И это была сущая правда! Иван Иванович вспомнил, как прошёл одну за другой две военных кампании. А, пожалуй, даже и все три — сначала финская, потом Отечественная, а потом, уже после капитуляции, когда для всех война закончилась, он еще в Даурии довоёвывал, на Дальнем Востоке…

Душу деда приятно грел чай с мятой, которую наравне с ромашкой он почитал первым средством от всякой хвори и печали, да и пирог оказался выше всяких похвал, так что настроение его значительно улучшилось.

Иван Иванович немного призадумался, но тут его воспоминания и размышления были прерваны Людмилой Петровной:

— Я вот что тут услышала, Ванюша! Может, оно и неправда всё; может, это пустые языки напрасно болтают, да только заехавшие жильцы из новой пятиэтажки поговаривают, что по ночам в их доме странные вещи творятся! — Людмила Петровна таинственно понизила голос и с интригующим видом наклонилась поближе к соседу, выразительно тыча пальцем в сторону новенькой пятиэтажки. — То, неизвестно какие, стуки в стенах их донимают, то вроде как в окна кто скребется по ночам, да стонет при этом так, что душа холодеет и содрогается! А то и вовсе какие-то тени по комнатам перемещаются, стонут да вздыхают! И все двери и форточки сами собой открываются!
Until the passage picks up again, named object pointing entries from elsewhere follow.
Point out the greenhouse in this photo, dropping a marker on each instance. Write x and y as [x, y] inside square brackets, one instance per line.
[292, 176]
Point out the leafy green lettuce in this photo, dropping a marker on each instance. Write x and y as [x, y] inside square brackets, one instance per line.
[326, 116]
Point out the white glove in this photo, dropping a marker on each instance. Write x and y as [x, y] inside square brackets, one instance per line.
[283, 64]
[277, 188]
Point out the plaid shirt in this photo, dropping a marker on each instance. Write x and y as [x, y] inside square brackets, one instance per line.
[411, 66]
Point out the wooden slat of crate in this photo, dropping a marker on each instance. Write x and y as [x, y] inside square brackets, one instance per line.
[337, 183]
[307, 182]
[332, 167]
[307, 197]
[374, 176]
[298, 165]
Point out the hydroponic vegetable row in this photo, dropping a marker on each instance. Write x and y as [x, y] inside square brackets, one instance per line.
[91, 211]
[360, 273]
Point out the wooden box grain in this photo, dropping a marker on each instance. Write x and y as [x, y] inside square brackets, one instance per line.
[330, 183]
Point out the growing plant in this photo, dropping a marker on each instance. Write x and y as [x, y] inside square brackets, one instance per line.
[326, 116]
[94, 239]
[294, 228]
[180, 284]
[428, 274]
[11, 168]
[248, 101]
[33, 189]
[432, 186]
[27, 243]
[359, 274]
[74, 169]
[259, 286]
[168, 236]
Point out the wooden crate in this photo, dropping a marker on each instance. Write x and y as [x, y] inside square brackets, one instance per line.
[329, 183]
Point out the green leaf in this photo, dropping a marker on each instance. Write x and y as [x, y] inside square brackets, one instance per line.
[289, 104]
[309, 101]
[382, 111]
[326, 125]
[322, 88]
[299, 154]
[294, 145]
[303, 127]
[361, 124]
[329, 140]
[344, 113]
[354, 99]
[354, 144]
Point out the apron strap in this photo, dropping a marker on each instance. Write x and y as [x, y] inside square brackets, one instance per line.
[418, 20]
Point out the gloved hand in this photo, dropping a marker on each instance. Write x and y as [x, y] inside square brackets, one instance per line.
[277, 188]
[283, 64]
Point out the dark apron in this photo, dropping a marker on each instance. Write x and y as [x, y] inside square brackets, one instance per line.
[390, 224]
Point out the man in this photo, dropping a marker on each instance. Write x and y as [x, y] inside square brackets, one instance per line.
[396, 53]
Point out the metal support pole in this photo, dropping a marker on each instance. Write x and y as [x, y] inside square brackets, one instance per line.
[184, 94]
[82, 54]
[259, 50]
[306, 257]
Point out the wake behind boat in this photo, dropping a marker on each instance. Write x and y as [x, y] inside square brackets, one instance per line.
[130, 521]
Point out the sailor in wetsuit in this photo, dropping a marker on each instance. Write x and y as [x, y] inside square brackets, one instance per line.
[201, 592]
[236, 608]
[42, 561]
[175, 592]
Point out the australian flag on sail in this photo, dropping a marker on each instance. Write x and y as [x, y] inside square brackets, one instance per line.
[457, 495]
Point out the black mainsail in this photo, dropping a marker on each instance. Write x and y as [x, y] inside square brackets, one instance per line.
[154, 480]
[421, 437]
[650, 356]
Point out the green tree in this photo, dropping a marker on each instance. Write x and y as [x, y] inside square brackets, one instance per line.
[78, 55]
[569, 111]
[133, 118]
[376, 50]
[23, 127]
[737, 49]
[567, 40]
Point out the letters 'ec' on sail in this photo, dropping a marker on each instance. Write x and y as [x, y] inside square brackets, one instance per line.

— Не знаю, соседушка… не знаю… Может, и болтают, а может, и вправду там странности творятся. Да сама, Людмила, посуди. Помнишь, что было, когда еще только стройку начали и только-только фундамент выкопали?

— Помню, конечно! — не понимая, куда клонит сосед, ответила Людмила Петровна.

— А помнишь, сколько тут костей и гробов потревожили, повыкапывали да повыкидывали? — продолжал Иван Иванович.

От возмущения он даже встал из-за стола и взволнованно заходил по комнате. Да и как можно спокойно смотреть на такое безобразие?

— Как не помнить! Вся детвора там безвылазно крутилась, мальчишки по всей округе черепа таскали да девчонок ими пугали!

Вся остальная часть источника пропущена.